Dziennikarka podkreśla, że zawsze zawarte są tam opis akcji, jej cele i narzędzia, których należy używać, aby je promować. "Warunki oraz zgodę na wykorzystanie wizerunku, a w przypadku działań angażujących własne ciało i zdrowie, zgodę na wykonanie danej procedury w ramach akcji. To są, cholera, poważne sprawy. To są wielkie, bardzo zasłużone dla kultury nazwiska, a nie jakaś grupka influencerska z instagrama. Tego się nie załatwia na gębę" – pisze na Facebooku.
Młynarska podkreśla także, że chciałaby, aby osoby zaangażowane w to zdarzenie takie dokumenty upubliczniły.
"Chciałabym, żeby artyści i inne ważne osoby, które są w to niefajne zdarzenie zaangażowane, upubliczniły dokumenty i maile, jeśli je mają. I żeby pokazały te zdjęcia, hasztagi - całą akcję. Tak bym chciała, żeby Polska wyleczyła się z tego mentalu cielęcinki spod lady" – podsumowuje.
O prowokacji, stając w obronie m.in. Krystyny Jandy, napisał też pisarz i reportażysta Mariusz Szczygieł. "Najpierw proponuje się znanym i szanowanym osobom, żeby były swego rodzaju 'królikami doświadczalnymi' - zaszczepiły się na covid i propagowały ideę szczepień jako ci, którym nic się po szczepionce nie stało, a potem szczuje na nie. Sądziłem, że takich prowokacji po upadku komuny nie doczekam. Bolszewizm w czystej postaci"– stwierdził.
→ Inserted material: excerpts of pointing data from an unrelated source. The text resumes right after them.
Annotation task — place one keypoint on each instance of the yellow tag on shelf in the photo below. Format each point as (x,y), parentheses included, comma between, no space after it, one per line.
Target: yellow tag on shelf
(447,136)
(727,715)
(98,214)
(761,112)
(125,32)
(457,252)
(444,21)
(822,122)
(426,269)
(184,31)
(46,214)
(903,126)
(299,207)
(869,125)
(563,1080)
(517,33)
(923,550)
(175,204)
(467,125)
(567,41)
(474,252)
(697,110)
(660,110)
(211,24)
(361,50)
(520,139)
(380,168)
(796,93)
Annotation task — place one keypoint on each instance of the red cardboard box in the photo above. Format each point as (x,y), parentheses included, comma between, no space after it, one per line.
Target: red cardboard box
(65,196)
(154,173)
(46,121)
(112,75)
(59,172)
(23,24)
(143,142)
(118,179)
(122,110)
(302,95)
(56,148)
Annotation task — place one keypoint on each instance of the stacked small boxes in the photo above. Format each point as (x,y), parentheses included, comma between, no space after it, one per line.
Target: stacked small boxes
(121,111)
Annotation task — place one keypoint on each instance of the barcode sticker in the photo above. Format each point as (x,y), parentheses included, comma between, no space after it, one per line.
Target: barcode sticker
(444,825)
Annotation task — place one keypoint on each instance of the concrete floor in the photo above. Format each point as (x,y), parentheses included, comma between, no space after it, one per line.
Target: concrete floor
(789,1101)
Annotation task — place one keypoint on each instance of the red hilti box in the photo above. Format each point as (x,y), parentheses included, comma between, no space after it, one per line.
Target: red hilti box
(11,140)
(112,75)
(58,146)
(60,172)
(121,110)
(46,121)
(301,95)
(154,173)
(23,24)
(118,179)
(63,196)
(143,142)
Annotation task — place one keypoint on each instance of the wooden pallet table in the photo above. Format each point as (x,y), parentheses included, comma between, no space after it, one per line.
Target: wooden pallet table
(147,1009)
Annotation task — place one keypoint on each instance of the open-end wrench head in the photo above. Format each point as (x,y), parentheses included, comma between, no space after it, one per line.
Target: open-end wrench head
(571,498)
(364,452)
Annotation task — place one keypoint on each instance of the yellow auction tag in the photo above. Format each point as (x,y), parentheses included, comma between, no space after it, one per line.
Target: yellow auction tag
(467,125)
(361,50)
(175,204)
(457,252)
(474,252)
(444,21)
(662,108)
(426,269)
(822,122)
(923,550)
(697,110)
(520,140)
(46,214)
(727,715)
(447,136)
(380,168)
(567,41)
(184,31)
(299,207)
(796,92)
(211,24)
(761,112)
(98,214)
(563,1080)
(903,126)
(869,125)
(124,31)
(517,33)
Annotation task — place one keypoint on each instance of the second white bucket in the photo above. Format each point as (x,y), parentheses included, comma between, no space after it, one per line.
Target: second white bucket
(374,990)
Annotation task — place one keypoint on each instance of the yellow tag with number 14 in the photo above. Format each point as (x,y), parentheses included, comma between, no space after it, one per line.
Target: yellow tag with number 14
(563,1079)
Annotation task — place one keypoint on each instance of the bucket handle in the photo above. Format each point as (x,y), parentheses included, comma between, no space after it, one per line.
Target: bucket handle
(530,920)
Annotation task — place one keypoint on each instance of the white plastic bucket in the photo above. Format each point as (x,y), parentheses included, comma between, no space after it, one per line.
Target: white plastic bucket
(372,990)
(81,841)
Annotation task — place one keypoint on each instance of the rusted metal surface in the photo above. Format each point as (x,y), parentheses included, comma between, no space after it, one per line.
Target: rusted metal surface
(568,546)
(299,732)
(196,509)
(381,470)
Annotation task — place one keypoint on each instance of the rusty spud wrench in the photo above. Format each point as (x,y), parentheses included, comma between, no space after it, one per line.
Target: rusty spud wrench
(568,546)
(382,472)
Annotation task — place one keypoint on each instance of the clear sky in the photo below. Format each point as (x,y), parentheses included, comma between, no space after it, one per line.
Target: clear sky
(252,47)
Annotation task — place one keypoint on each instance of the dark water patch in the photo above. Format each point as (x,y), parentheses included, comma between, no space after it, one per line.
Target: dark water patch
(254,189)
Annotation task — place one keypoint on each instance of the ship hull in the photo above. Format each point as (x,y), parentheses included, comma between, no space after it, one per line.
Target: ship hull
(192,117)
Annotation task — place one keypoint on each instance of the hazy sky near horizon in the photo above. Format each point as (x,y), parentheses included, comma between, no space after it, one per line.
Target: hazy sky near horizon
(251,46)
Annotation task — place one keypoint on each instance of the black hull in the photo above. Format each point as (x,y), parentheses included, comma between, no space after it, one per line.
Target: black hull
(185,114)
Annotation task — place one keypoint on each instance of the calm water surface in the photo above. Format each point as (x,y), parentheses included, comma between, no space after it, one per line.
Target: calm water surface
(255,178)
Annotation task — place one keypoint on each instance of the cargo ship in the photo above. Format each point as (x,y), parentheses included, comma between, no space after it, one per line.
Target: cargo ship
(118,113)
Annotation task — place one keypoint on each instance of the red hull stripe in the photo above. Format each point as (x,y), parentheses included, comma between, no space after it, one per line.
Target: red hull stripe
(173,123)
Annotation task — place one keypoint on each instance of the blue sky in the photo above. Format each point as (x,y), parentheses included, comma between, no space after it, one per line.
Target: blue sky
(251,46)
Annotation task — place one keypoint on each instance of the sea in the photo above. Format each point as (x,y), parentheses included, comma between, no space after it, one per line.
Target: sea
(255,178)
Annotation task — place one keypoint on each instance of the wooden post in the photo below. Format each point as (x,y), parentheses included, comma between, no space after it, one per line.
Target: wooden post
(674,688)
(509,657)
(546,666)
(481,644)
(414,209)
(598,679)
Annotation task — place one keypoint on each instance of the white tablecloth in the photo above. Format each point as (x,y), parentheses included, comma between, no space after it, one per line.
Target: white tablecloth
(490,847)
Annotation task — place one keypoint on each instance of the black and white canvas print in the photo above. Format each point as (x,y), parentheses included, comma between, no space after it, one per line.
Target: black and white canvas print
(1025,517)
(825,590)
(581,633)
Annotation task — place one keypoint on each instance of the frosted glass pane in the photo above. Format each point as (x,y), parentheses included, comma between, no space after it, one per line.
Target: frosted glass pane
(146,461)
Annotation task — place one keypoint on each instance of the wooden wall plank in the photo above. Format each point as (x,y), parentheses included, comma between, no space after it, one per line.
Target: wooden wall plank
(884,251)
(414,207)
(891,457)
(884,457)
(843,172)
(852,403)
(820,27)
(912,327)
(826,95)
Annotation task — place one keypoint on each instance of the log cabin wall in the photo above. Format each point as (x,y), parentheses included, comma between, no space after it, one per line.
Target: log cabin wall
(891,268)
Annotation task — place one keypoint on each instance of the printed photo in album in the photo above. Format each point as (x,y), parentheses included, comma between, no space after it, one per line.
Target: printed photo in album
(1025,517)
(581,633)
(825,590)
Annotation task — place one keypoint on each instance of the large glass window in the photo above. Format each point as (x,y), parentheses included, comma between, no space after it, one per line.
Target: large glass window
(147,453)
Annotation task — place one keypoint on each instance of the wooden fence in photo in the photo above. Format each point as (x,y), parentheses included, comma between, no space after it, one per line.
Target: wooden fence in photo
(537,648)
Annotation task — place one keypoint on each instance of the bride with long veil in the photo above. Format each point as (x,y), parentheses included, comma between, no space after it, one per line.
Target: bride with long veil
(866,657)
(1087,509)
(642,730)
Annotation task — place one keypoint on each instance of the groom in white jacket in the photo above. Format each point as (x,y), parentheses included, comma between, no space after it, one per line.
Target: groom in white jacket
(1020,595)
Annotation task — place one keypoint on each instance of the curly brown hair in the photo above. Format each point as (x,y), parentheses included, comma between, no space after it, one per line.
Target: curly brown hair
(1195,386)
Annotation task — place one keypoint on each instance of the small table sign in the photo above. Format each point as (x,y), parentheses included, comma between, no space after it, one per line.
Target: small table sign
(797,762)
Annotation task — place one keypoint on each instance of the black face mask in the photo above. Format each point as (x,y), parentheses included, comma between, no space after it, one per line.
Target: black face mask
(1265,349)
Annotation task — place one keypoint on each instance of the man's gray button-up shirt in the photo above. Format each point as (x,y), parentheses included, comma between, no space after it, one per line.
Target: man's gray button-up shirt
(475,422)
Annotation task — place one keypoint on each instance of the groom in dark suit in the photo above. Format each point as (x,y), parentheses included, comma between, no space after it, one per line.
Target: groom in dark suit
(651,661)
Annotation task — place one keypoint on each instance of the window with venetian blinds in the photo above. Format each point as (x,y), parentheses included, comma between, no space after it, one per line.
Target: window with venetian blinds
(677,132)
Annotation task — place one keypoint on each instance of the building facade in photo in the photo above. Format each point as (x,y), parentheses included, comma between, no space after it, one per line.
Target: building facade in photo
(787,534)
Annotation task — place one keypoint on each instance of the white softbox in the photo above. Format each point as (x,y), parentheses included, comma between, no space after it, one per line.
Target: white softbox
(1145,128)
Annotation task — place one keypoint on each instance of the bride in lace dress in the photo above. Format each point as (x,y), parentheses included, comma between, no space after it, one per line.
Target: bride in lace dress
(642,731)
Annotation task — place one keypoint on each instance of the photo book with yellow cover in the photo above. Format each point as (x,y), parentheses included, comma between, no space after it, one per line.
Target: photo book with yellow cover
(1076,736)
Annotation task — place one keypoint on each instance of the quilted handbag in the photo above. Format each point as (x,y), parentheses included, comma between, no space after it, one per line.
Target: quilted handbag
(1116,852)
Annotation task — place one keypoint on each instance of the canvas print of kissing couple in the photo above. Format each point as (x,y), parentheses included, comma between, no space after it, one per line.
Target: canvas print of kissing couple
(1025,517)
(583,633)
Trudno oprzeć się wrażeniu, że ta władza razem z podległą sobie machiną propagandową jest w stanie dokonać prowokacji na każdym z nas. Uczulam na to komentatorów-hejterów na profilu aktorki. Na stronie Warszawskiego Uniwersytetu Medycznego można przeczytać wyraźnie: „Zgodnie z sugestią NFZ szczepieniami w dniu dzisiejszym objęto też szereg osób ze świata kultury m.in. aktorów, kompozytorów, reżyserów, którzy będą promować w Polsce ideę szczepień przeciw COVID-19”.